In some ways, sexual orientation is unlike being left or right-handed. It's fluid; some people feel it to varying degrees and in different ways. Some people have been gay from birth, while others develop a gay orientation because of circumstances such as childhood abuse. Queer theorists agree with me. So if we already acknowledge that orientation has at least an element of changeability, and since clinicians commit to not impose our morality on client, then at the very least, don't people deserve the right to pursue an orientation of their choosing, with our support? For a child whose sexual feelings have been skewed through abuse and desperately wants to change; for a father who has a wife and kids that he loves - shouldn't we at least allow strategies that might help these people, and preserve their families? Or are we so presumptive as to assume that ANY efforts in ANY realm of change strategies are doomed to fail? 
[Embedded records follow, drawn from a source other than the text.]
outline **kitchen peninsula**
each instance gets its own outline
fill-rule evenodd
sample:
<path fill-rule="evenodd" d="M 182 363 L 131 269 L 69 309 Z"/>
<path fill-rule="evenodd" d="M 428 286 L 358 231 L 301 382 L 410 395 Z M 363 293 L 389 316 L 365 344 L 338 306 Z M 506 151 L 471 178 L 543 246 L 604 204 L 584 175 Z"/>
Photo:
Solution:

As a Mormon and an American, I respect the right for others to disagree with me on moral and religious issues. I can respect people who reject the concept of changing someone's sexual orientation. But let's not hide behind the weak argument that the whole idea should be rejected outright just because there happen to be bad therapies out there. It is a moral issue, and both sides are taking a moral stance.  If you are someone who believes that homosexuality is a disorder that should cured, then let's stop defending bad programs and let's get to work figuring out how to do it right. A lot of people are waiting on us.







1 comment:

  1. I only check my blog newsfeed looking to see if any of three blogs have been updated, and yours is one of those three. I love your insight and well-worded opinions of these important social issues.
    I have questions about this particular issue, more about what the call to action is for a layman like me, but. We can chat over German chocolate in a couple of weeks.